Graph Database Low-Level Design: Native Graph Storage, Traversal Engine, and Cypher Query Execution

A graph database stores entities as nodes and relationships as edges, with properties on both. Unlike relational databases that simulate graphs via foreign key joins, native graph databases use index-free adjacency — direct physical pointers from each node to its adjacent relationships — enabling constant-time local neighbor access that does not degrade as the graph grows.

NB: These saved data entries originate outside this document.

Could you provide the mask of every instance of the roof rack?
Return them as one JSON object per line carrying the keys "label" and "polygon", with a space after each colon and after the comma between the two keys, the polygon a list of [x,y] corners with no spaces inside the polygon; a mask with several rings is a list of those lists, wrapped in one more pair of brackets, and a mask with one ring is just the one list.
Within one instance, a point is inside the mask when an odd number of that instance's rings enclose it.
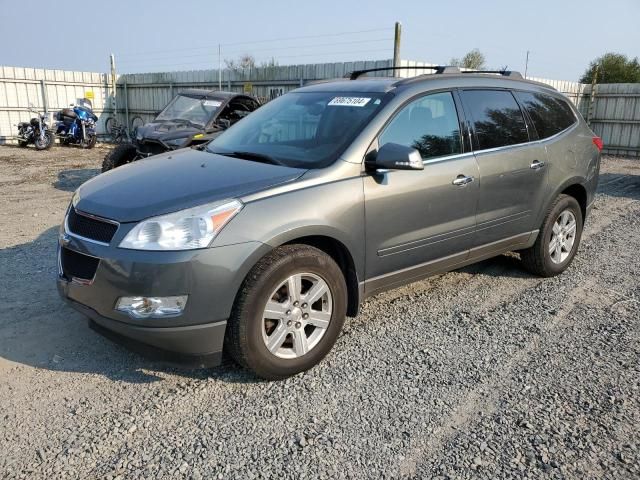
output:
{"label": "roof rack", "polygon": [[367,68],[364,70],[354,70],[351,73],[347,73],[345,77],[348,77],[349,80],[356,80],[361,75],[369,72],[386,72],[386,71],[396,71],[396,70],[434,70],[434,73],[460,73],[460,69],[458,67],[447,67],[442,65],[424,65],[424,66],[406,66],[406,67],[381,67],[381,68]]}
{"label": "roof rack", "polygon": [[520,72],[514,70],[462,70],[462,73],[493,73],[503,77],[523,78]]}

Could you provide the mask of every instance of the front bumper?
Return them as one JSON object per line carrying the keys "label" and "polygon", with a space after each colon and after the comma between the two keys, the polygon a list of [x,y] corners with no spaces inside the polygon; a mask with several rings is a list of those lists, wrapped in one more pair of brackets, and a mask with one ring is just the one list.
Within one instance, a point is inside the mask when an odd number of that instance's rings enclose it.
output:
{"label": "front bumper", "polygon": [[[116,237],[125,233],[119,231]],[[119,240],[114,238],[112,244]],[[61,248],[99,259],[90,281],[70,281],[62,271],[57,279],[60,296],[94,326],[114,334],[116,340],[130,340],[122,343],[135,350],[141,350],[136,346],[150,346],[200,366],[219,363],[236,293],[251,267],[269,250],[262,243],[247,242],[183,252],[145,252],[97,244],[64,231],[58,252]],[[189,296],[178,316],[134,319],[115,310],[120,297],[173,295]]]}

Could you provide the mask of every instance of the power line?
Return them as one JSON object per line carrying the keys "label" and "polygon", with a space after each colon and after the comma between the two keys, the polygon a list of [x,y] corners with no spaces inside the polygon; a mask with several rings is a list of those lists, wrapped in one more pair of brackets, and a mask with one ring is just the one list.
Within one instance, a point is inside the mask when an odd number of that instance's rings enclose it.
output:
{"label": "power line", "polygon": [[[309,45],[291,45],[291,46],[285,46],[285,47],[258,48],[258,49],[250,49],[250,51],[248,52],[246,50],[235,50],[235,51],[223,50],[222,53],[223,55],[227,56],[227,55],[236,55],[236,54],[242,54],[242,53],[253,54],[254,52],[265,52],[265,51],[275,52],[278,50],[291,50],[291,49],[304,50],[307,48],[315,48],[315,47],[328,47],[328,46],[335,46],[335,45],[355,45],[355,44],[363,44],[363,43],[378,43],[378,42],[389,42],[389,41],[390,41],[389,38],[375,38],[371,40],[352,40],[348,42],[316,43],[316,44],[309,44]],[[176,58],[194,58],[194,57],[211,58],[211,56],[212,56],[212,53],[196,53],[193,55],[180,55],[180,56],[172,55],[169,57],[150,57],[150,58],[144,58],[143,60],[123,60],[118,63],[124,65],[124,64],[139,63],[139,62],[156,61],[156,60],[173,60]]]}
{"label": "power line", "polygon": [[280,38],[271,38],[271,39],[264,39],[264,40],[253,40],[250,42],[220,43],[215,45],[205,45],[205,46],[189,47],[189,48],[165,49],[165,50],[155,50],[155,51],[147,51],[147,52],[124,52],[124,53],[119,53],[118,56],[128,57],[128,56],[137,56],[137,55],[148,55],[153,53],[184,52],[184,51],[217,48],[218,45],[221,45],[223,47],[231,47],[231,46],[237,46],[237,45],[254,45],[258,43],[281,42],[285,40],[303,40],[303,39],[309,39],[309,38],[339,37],[343,35],[356,35],[360,33],[384,32],[384,31],[391,31],[391,30],[393,30],[393,28],[372,28],[368,30],[354,30],[351,32],[325,33],[320,35],[302,35],[297,37],[280,37]]}
{"label": "power line", "polygon": [[[350,51],[343,51],[343,52],[322,52],[322,53],[307,53],[307,54],[301,54],[301,55],[284,55],[284,56],[280,56],[278,58],[299,58],[299,57],[310,57],[310,56],[326,56],[326,55],[333,55],[333,56],[338,56],[338,55],[347,55],[347,54],[352,54],[352,53],[372,53],[372,52],[389,52],[389,49],[385,48],[385,49],[370,49],[370,50],[350,50]],[[160,64],[152,64],[150,65],[148,68],[166,68],[166,67],[180,67],[180,66],[185,66],[185,65],[200,65],[200,66],[205,66],[207,64],[207,62],[186,62],[186,63],[160,63]],[[283,65],[284,66],[284,65]],[[143,73],[143,72],[140,72]]]}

Native Graph Storage Model

In a native graph store, each record type is stored in its own file or store:

  • Node store: fixed-size records, each containing a pointer to the first relationship record and a pointer to the first property record.
  • Relationship store: each record contains src_node pointer, dst_node pointer, relationship type ID, pointers to the next/previous relationship for both the source and destination node (doubly-linked list per node), and a pointer to properties.
  • Property store: key-value pairs packed into property records, with overflow to a dynamic store for large values.
  • Label and type stores: token stores mapping label/type names to integer IDs for compact in-record storage.

Index-free adjacency means traversal follows physical pointers — when you expand a node's neighbors, the engine reads the first relationship record directly via the stored pointer and then follows the doubly-linked list without any index lookup. This makes the cost of a single hop O(degree) rather than O(log N) for a global index lookup.

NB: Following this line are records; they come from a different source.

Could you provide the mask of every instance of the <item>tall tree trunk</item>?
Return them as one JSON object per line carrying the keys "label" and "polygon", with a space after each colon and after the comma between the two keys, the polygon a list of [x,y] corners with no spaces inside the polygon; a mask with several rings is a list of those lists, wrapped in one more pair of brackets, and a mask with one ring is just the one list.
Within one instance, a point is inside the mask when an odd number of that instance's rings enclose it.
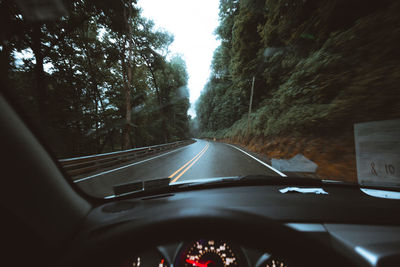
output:
{"label": "tall tree trunk", "polygon": [[[125,129],[124,129],[124,149],[132,147],[131,142],[131,130],[132,130],[132,103],[131,103],[131,85],[132,85],[132,68],[133,68],[133,41],[132,41],[132,3],[128,1],[128,6],[124,8],[124,19],[127,26],[127,37],[124,42],[125,45],[128,43],[128,60],[122,59],[123,69],[125,72],[124,78],[124,91],[125,91]],[[123,54],[125,57],[125,53]]]}
{"label": "tall tree trunk", "polygon": [[131,84],[131,67],[126,68],[127,71],[127,78],[128,81],[125,83],[125,136],[124,136],[124,148],[128,149],[131,146],[131,123],[132,123],[132,104],[131,104],[131,90],[130,90],[130,84]]}
{"label": "tall tree trunk", "polygon": [[[154,73],[153,67],[151,66],[151,63],[146,58],[146,56],[141,55],[141,57],[145,61],[146,66],[151,73],[151,77],[153,78],[153,84],[154,84],[154,87],[156,88],[156,95],[157,95],[157,100],[158,100],[158,105],[159,105],[159,110],[160,110],[160,117],[161,117],[161,123],[162,123],[163,134],[164,134],[164,143],[168,143],[169,133],[168,133],[168,129],[167,129],[167,121],[165,118],[165,107],[162,103],[162,99],[161,99],[161,95],[160,95],[160,88],[158,87],[158,84],[157,84],[156,75]],[[164,73],[164,75],[165,75],[165,73]]]}
{"label": "tall tree trunk", "polygon": [[[129,63],[128,63],[129,65]],[[125,96],[125,126],[123,131],[123,149],[130,148],[130,132],[131,132],[131,121],[132,121],[132,105],[131,105],[131,90],[130,90],[130,79],[132,78],[131,68],[127,66],[125,59],[122,59],[123,69],[123,85],[124,85],[124,96]]]}
{"label": "tall tree trunk", "polygon": [[35,78],[36,78],[36,94],[38,99],[39,106],[39,116],[40,122],[42,126],[47,128],[48,126],[48,113],[47,113],[47,88],[46,88],[46,80],[44,74],[43,67],[43,52],[42,52],[42,31],[41,25],[35,24],[32,30],[32,51],[35,56],[36,64],[35,64]]}
{"label": "tall tree trunk", "polygon": [[169,134],[168,134],[168,129],[167,129],[167,120],[165,118],[165,115],[166,115],[165,106],[162,103],[162,99],[161,99],[161,95],[160,95],[160,88],[158,87],[154,71],[153,71],[151,66],[149,66],[149,69],[150,69],[151,76],[153,77],[154,87],[156,88],[158,105],[159,105],[159,108],[160,108],[159,110],[160,110],[161,123],[162,123],[163,134],[164,134],[164,143],[168,143]]}
{"label": "tall tree trunk", "polygon": [[[83,27],[82,31],[83,31],[83,35],[84,36],[86,36],[86,37],[89,36],[89,34],[90,34],[89,26],[87,26],[87,28]],[[90,49],[89,49],[87,43],[84,43],[84,53],[86,55],[86,59],[87,59],[87,62],[88,62],[88,67],[89,67],[88,73],[89,73],[90,82],[91,82],[91,85],[92,85],[92,93],[90,94],[90,96],[91,96],[91,98],[92,98],[92,100],[94,102],[94,107],[95,107],[95,110],[94,110],[95,123],[96,123],[96,129],[95,129],[96,130],[96,136],[95,136],[96,148],[95,149],[96,149],[97,153],[100,153],[100,151],[102,150],[102,145],[101,145],[100,134],[99,134],[99,127],[100,127],[100,124],[101,124],[100,112],[99,112],[99,102],[100,102],[100,108],[101,108],[103,114],[105,112],[105,108],[104,108],[104,105],[103,105],[103,101],[101,99],[100,90],[98,88],[98,81],[95,78],[95,70],[96,70],[96,63],[97,62],[96,62],[96,59],[94,58],[95,62],[93,64],[92,55],[90,53]]]}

Relationship Record Structure

RelationshipRecord {
    id:                  uint64
    src_node_id:         uint64
    dst_node_id:         uint64
    relationship_type:   uint32   // token ID
    src_prev_rel:        uint64   // doubly-linked list for src node
    src_next_rel:        uint64
    dst_prev_rel:        uint64   // doubly-linked list for dst node
    dst_next_rel:        uint64
    property_ptr:        uint64
    in_use:              bool
}

Traversal walks the linked list of relationships at a node — reading only the relationships of the node being expanded, not the full edge table.

Traversal Engine: DFS and BFS with Visitor Pattern

The traversal engine supports both depth-first and breadth-first traversal. A visitor pattern allows pluggable logic at each node and relationship during traversal:

  • DFS: lower memory footprint, suitable for path existence queries and deep hierarchies.
  • BFS: finds shortest paths, suitable for social distance queries (degrees of separation).
  • Bidirectional BFS: starts from both source and target simultaneously; meets in the middle, dramatically reducing explored nodes for shortest-path queries in dense social graphs.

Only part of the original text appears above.